Federal and State reforms to allow autonomous vehicles could double the number of vehicles handled by Australia’s roads and slash accident rates.
“Whether ready or not, the technology is already here,” says the CEO of toll road operator Transurban Scott Charlton. “That’s where regulators, governments and road operators like us need to be ready. This will fundamentally change the way we move around cities.”
Speaking at the second National Infrastructure Summit in Sydney, Mr Charlton said even without the reforms, people were already using the hands-free driving features of Teslas on the roads, despite it still being illegal in Australia.
He referenced the paper released last month by the National Transport Commission which identified 716 separate provisions in State, Territory and Federal legislation that could act as barriers to the wholesale introduction of driverless cars
Responses to the NTC paper are being sought until July 4.
But Mr Charlton noted that was not the only reform that would be prompted by new generation vehicles.
The advent of electric vehicles would, for example, reduce the petrol excise available to governments to fund road upgrades; vehicle sharing schemes proliferating thanks to autonomous vehicles could reduce income streams from motor vehicle licensing; while there would be implications also for public transport, some of which could be challenged by the rise of the autonomous vehicle he said.
While these are hurdles, Mr Charlton said that the advantages of moving to autonomous vehicles were becoming clear and he suggested that a million lives a year could be saved through a 90 per cent drop in accident rates. “That is not unrealistic given human error causes 94 per cent of all crashes today,” he said.
EU autonomous truck trials he said had also demonstrated 10 per cent fuel savings thanks to slipstreaming and more efficient driving.
Autonomous vehicles would also allow current road infrastructure to handle far more traffic, efficiently, than it does currently. Mr Charlton said proof of concept testing suggested that autonomous vehicle only lanes could handle 4,000 cars an hour – double the current theoretical per-lane maximum.
He said that besides the impact on infrastructure companies, car makers were also bracing for change. Mr Charlton said that there was already a decline in car ownership as millenials turned increasingly to public transport or services such as Uber and Lyft to get around.
“The term we will hear is mobility as a service – a shift to providing consumers with individual transport options through smartphone apps,” combining multiple modes of transport including bicycles, trains and car share.
“There will be a generational shift in car ownership leading to car pooling and car sharing … older people and people with disabilities will have new transport options as well.”
The other technology impacting transportation was big data and internet of things deployments he said.

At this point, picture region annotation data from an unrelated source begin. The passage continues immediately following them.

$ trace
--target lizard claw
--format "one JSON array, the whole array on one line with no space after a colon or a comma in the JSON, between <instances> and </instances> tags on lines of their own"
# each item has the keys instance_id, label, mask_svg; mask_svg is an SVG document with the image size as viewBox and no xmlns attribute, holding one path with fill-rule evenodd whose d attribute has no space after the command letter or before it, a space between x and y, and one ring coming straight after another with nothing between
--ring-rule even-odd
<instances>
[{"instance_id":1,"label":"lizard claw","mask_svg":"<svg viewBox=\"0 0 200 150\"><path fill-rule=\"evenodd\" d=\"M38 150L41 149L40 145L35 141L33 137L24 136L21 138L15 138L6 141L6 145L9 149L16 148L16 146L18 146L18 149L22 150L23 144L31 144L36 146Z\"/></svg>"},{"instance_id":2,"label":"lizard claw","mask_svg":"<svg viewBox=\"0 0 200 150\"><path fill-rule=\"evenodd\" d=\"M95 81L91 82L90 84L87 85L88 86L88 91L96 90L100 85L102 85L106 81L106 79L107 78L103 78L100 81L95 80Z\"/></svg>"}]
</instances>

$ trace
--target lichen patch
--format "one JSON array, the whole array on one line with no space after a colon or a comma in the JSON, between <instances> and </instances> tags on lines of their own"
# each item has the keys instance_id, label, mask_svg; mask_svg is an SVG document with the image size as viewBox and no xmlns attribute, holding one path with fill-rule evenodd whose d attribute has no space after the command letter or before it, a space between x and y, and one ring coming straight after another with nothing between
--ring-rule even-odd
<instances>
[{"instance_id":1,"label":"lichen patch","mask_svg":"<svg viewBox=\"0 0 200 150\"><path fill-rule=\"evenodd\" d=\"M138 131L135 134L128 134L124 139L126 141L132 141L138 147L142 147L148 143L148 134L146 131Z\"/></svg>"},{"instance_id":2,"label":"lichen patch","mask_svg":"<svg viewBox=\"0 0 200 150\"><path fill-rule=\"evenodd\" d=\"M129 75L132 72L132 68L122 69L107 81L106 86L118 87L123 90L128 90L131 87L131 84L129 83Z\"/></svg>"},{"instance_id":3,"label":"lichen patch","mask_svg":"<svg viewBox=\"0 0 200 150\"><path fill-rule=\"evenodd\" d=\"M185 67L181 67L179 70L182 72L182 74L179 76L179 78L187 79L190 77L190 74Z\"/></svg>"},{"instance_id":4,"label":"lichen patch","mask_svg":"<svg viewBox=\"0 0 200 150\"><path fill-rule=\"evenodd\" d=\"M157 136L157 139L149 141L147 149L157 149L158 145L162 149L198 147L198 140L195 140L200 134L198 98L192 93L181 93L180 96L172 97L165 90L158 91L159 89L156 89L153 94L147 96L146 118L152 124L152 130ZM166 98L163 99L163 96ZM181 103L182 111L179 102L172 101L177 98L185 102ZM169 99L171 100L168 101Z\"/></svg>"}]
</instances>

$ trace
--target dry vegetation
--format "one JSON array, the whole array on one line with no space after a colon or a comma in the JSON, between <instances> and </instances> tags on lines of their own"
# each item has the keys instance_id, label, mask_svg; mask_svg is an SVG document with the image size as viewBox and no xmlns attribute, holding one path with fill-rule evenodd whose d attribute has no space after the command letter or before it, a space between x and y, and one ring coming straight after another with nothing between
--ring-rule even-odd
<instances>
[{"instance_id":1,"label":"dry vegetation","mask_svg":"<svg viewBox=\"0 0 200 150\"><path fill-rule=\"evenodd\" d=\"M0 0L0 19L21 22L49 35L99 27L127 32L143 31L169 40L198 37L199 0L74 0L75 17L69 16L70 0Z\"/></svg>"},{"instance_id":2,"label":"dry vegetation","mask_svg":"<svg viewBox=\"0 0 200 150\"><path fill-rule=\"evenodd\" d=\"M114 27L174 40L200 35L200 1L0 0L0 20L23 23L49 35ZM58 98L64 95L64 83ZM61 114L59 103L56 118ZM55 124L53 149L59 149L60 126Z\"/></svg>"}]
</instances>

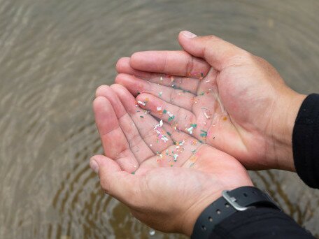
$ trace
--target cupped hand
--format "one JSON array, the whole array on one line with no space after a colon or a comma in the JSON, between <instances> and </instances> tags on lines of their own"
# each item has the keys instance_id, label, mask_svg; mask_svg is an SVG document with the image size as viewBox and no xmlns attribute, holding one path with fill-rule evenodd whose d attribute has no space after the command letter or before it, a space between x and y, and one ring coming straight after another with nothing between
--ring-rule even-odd
<instances>
[{"instance_id":1,"label":"cupped hand","mask_svg":"<svg viewBox=\"0 0 319 239\"><path fill-rule=\"evenodd\" d=\"M220 38L182 31L178 41L185 51L122 58L115 82L155 117L247 168L295 171L292 129L305 96L265 60Z\"/></svg>"},{"instance_id":2,"label":"cupped hand","mask_svg":"<svg viewBox=\"0 0 319 239\"><path fill-rule=\"evenodd\" d=\"M107 194L155 229L190 236L222 190L253 185L234 158L162 124L121 85L100 87L94 110L106 156L91 168Z\"/></svg>"}]
</instances>

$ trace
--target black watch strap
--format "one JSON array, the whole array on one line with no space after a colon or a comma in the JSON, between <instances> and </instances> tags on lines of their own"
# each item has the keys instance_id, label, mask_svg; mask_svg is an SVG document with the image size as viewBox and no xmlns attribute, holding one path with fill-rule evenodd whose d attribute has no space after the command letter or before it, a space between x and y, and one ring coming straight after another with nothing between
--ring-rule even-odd
<instances>
[{"instance_id":1,"label":"black watch strap","mask_svg":"<svg viewBox=\"0 0 319 239\"><path fill-rule=\"evenodd\" d=\"M270 196L255 187L241 187L223 191L222 197L210 204L200 215L194 226L192 239L208 238L215 226L238 211L255 207L281 210Z\"/></svg>"}]
</instances>

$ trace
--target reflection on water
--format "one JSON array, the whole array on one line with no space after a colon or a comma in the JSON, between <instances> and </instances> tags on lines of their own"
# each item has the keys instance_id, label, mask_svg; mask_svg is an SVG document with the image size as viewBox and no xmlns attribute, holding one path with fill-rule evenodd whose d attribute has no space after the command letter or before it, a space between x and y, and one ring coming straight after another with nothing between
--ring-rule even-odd
<instances>
[{"instance_id":1,"label":"reflection on water","mask_svg":"<svg viewBox=\"0 0 319 239\"><path fill-rule=\"evenodd\" d=\"M319 3L0 0L0 238L178 238L134 219L88 167L102 149L91 109L122 56L178 48L182 29L265 57L294 89L319 92ZM318 193L292 173L251 173L319 235Z\"/></svg>"}]
</instances>

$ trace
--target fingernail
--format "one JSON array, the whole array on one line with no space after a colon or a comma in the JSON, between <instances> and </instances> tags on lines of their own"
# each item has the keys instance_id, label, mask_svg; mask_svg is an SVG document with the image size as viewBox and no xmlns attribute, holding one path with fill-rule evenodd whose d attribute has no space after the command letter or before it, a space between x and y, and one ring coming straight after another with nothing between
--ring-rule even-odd
<instances>
[{"instance_id":1,"label":"fingernail","mask_svg":"<svg viewBox=\"0 0 319 239\"><path fill-rule=\"evenodd\" d=\"M90 167L94 171L95 173L99 173L99 164L97 164L97 161L94 159L91 159L90 161Z\"/></svg>"},{"instance_id":2,"label":"fingernail","mask_svg":"<svg viewBox=\"0 0 319 239\"><path fill-rule=\"evenodd\" d=\"M183 36L187 38L192 38L194 37L197 36L197 35L194 34L193 33L188 31L183 31Z\"/></svg>"}]
</instances>

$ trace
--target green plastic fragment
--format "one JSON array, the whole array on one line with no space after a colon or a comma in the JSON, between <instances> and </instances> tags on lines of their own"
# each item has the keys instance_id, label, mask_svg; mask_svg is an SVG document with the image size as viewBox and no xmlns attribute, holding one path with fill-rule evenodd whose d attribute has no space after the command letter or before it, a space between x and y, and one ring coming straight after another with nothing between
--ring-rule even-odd
<instances>
[{"instance_id":1,"label":"green plastic fragment","mask_svg":"<svg viewBox=\"0 0 319 239\"><path fill-rule=\"evenodd\" d=\"M169 122L171 120L173 120L173 119L175 118L175 116L173 115L173 116L171 116L169 118Z\"/></svg>"}]
</instances>

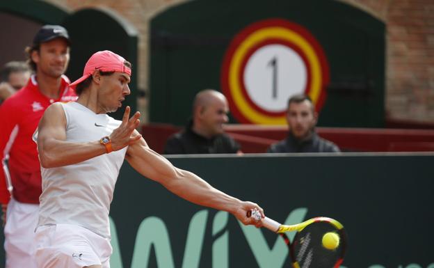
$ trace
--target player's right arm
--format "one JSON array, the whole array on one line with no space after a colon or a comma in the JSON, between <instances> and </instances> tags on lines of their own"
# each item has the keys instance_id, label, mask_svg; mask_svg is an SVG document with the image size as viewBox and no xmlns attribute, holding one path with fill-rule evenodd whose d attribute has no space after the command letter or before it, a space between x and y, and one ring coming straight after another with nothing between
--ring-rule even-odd
<instances>
[{"instance_id":1,"label":"player's right arm","mask_svg":"<svg viewBox=\"0 0 434 268\"><path fill-rule=\"evenodd\" d=\"M131 138L138 125L139 113L129 120L129 107L125 109L121 125L110 135L113 150L118 150L141 137ZM66 141L66 116L59 102L50 105L39 123L38 151L41 166L46 168L79 163L105 154L99 141L74 143Z\"/></svg>"},{"instance_id":2,"label":"player's right arm","mask_svg":"<svg viewBox=\"0 0 434 268\"><path fill-rule=\"evenodd\" d=\"M61 103L50 105L38 127L38 151L41 166L67 166L104 154L98 141L90 143L66 141L66 116Z\"/></svg>"}]
</instances>

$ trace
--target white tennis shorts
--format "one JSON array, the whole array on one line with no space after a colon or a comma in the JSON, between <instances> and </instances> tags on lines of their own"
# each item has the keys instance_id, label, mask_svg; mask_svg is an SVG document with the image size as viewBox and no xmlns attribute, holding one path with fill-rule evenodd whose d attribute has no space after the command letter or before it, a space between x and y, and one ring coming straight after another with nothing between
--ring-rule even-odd
<instances>
[{"instance_id":1,"label":"white tennis shorts","mask_svg":"<svg viewBox=\"0 0 434 268\"><path fill-rule=\"evenodd\" d=\"M56 224L39 226L35 236L38 268L110 268L110 240L81 226Z\"/></svg>"},{"instance_id":2,"label":"white tennis shorts","mask_svg":"<svg viewBox=\"0 0 434 268\"><path fill-rule=\"evenodd\" d=\"M39 205L10 199L4 228L6 268L36 268L33 239L38 212Z\"/></svg>"}]
</instances>

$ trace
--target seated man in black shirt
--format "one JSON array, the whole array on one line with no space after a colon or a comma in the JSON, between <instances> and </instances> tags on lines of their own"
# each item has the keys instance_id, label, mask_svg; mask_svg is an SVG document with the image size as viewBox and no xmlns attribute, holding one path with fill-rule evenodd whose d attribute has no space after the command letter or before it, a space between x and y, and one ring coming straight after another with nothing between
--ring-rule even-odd
<instances>
[{"instance_id":1,"label":"seated man in black shirt","mask_svg":"<svg viewBox=\"0 0 434 268\"><path fill-rule=\"evenodd\" d=\"M312 100L305 95L296 95L288 100L287 121L289 132L286 139L274 143L267 152L339 152L331 141L321 138L315 132L318 114Z\"/></svg>"},{"instance_id":2,"label":"seated man in black shirt","mask_svg":"<svg viewBox=\"0 0 434 268\"><path fill-rule=\"evenodd\" d=\"M168 139L164 154L241 152L238 143L224 133L228 112L227 100L222 93L211 89L200 91L193 102L193 120Z\"/></svg>"}]
</instances>

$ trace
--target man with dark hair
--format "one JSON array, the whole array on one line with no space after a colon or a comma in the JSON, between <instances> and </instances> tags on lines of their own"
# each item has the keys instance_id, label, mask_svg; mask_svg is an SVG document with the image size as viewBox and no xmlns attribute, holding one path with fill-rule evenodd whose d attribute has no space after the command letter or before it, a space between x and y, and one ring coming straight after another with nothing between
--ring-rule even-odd
<instances>
[{"instance_id":1,"label":"man with dark hair","mask_svg":"<svg viewBox=\"0 0 434 268\"><path fill-rule=\"evenodd\" d=\"M164 153L233 154L241 152L240 145L225 134L229 107L225 95L207 89L199 92L193 101L193 119L183 131L168 139Z\"/></svg>"},{"instance_id":2,"label":"man with dark hair","mask_svg":"<svg viewBox=\"0 0 434 268\"><path fill-rule=\"evenodd\" d=\"M40 164L32 135L51 104L77 100L63 75L70 60L65 28L45 25L26 49L35 72L27 84L0 106L0 203L4 227L6 268L35 267L34 230L42 191Z\"/></svg>"},{"instance_id":3,"label":"man with dark hair","mask_svg":"<svg viewBox=\"0 0 434 268\"><path fill-rule=\"evenodd\" d=\"M321 138L315 132L318 113L310 98L296 95L288 100L287 122L288 136L271 145L267 152L339 152L331 141Z\"/></svg>"},{"instance_id":4,"label":"man with dark hair","mask_svg":"<svg viewBox=\"0 0 434 268\"><path fill-rule=\"evenodd\" d=\"M23 61L10 61L0 72L0 104L26 86L31 72Z\"/></svg>"},{"instance_id":5,"label":"man with dark hair","mask_svg":"<svg viewBox=\"0 0 434 268\"><path fill-rule=\"evenodd\" d=\"M104 75L102 75L102 72ZM36 260L39 268L108 268L111 246L108 214L124 159L143 176L198 205L233 214L244 224L257 205L228 196L195 174L173 166L151 150L136 130L140 113L122 121L108 116L130 94L131 65L109 51L94 54L83 76L79 99L55 103L35 134L42 173ZM90 81L84 87L79 86Z\"/></svg>"}]
</instances>

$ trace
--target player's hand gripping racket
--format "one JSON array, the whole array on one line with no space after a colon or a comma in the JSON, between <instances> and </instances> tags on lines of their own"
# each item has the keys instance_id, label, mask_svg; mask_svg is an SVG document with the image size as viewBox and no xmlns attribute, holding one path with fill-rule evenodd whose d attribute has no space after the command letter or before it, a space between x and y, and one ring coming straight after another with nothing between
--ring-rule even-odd
<instances>
[{"instance_id":1,"label":"player's hand gripping racket","mask_svg":"<svg viewBox=\"0 0 434 268\"><path fill-rule=\"evenodd\" d=\"M289 247L294 268L338 268L344 260L346 246L346 235L344 226L337 221L323 216L309 219L301 223L283 225L265 217L261 219L259 211L247 214L262 226L277 232ZM290 242L286 232L296 231Z\"/></svg>"}]
</instances>

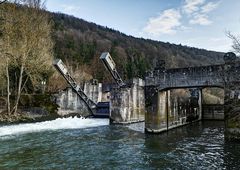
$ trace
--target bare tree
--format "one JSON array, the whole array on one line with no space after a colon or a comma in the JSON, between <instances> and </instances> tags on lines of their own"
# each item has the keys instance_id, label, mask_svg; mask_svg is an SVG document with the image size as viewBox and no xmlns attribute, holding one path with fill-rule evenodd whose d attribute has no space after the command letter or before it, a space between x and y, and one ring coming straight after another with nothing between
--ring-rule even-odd
<instances>
[{"instance_id":1,"label":"bare tree","mask_svg":"<svg viewBox=\"0 0 240 170\"><path fill-rule=\"evenodd\" d=\"M5 5L2 12L2 56L5 56L6 77L11 65L19 69L16 100L12 109L17 113L21 93L28 80L36 85L42 80L42 73L48 72L52 63L53 42L51 22L42 11L40 0L19 1L23 6ZM7 42L7 43L6 43Z\"/></svg>"}]
</instances>

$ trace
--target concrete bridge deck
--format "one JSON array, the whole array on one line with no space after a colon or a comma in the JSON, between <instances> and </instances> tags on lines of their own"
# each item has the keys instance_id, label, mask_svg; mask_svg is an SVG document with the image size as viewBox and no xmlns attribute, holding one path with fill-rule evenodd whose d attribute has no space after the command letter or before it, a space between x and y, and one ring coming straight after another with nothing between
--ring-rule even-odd
<instances>
[{"instance_id":1,"label":"concrete bridge deck","mask_svg":"<svg viewBox=\"0 0 240 170\"><path fill-rule=\"evenodd\" d=\"M228 53L226 54L228 55ZM145 127L147 132L161 132L202 119L202 88L224 89L226 136L240 138L240 62L222 65L155 69L145 78ZM183 106L171 89L193 88L195 96ZM195 99L194 99L195 98ZM190 104L194 103L191 106ZM196 102L197 101L197 102ZM197 103L197 104L196 104ZM187 113L187 112L192 113Z\"/></svg>"}]
</instances>

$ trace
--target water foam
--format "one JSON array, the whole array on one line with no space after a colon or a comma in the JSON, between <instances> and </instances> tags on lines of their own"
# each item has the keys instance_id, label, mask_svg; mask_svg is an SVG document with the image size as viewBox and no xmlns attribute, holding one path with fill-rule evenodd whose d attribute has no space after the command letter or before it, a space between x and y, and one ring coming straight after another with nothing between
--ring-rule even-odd
<instances>
[{"instance_id":1,"label":"water foam","mask_svg":"<svg viewBox=\"0 0 240 170\"><path fill-rule=\"evenodd\" d=\"M77 117L58 118L52 121L25 123L0 127L0 137L15 136L18 134L60 130L60 129L83 129L90 127L105 126L109 124L108 119L85 119Z\"/></svg>"}]
</instances>

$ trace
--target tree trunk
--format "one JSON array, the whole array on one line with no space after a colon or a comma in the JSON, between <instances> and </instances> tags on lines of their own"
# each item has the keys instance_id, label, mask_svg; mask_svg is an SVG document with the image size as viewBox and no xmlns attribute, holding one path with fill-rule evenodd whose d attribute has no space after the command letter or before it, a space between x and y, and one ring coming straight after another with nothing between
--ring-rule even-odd
<instances>
[{"instance_id":1,"label":"tree trunk","mask_svg":"<svg viewBox=\"0 0 240 170\"><path fill-rule=\"evenodd\" d=\"M23 65L21 65L20 75L19 75L19 81L18 81L17 98L16 98L16 102L15 102L15 106L14 106L14 114L17 113L18 103L19 103L19 99L20 99L20 96L21 96L23 69L24 69L24 67L23 67Z\"/></svg>"},{"instance_id":2,"label":"tree trunk","mask_svg":"<svg viewBox=\"0 0 240 170\"><path fill-rule=\"evenodd\" d=\"M6 75L7 75L7 113L10 114L10 80L9 80L9 71L8 71L8 61L6 66Z\"/></svg>"}]
</instances>

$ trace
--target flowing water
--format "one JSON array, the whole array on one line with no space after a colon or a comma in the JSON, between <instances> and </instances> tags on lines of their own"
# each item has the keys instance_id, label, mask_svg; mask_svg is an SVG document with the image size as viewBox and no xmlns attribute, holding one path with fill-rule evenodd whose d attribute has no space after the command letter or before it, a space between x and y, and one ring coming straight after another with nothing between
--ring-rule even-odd
<instances>
[{"instance_id":1,"label":"flowing water","mask_svg":"<svg viewBox=\"0 0 240 170\"><path fill-rule=\"evenodd\" d=\"M223 122L198 122L160 135L144 124L65 118L0 127L0 169L239 169L240 143Z\"/></svg>"}]
</instances>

Transurban now uses data from in road sensors, ramp meters, CCTV cameras and travel time information to optimise traffic flow, which Mr Charlton claimed had seen traffic speeds on Melbourne’s CityLink increase by 40 per cent despite the road handling 20 per cent more cars than when it opened 17 years ago.
The company has also run a proof of concept of predictive analytics, and found that combining data from traffic systems and weather services it has been able to predict the likelihood of an accident 30 minutes ahead with 90 per cent accuracy.
While Mr Charlton said there was the potential to deploy more sensors in the road network, infrastructure organisations were still struggling to use it all.
“We have so much data but we don’t use the data yet,” he said.
That is certainly the case in Sydney where the Transport Management Centre is still reliant on a traffic management system introduced for the Sydney Olympics late last millennium.
Speaking at a Pegasystems user conference in the US this month Jason Cross-Martin, until recently program manager at the Transport Management Centre at NSW Transport, said that the government was investing $70 million and working with Data61 over the next two to three years to develop a new Intelligent Congestion Management system based on a yet to be developed algorithm that could actually utilise all the data that was currently being collected.
“Right now there is a shift toward proactive congestion management, rather than a reactive approach,” he said.
Mr Cross-Martin who has now taken up a role at IP Australia, said that although much richer information was now available it had not transitioned out of the IT group to operations.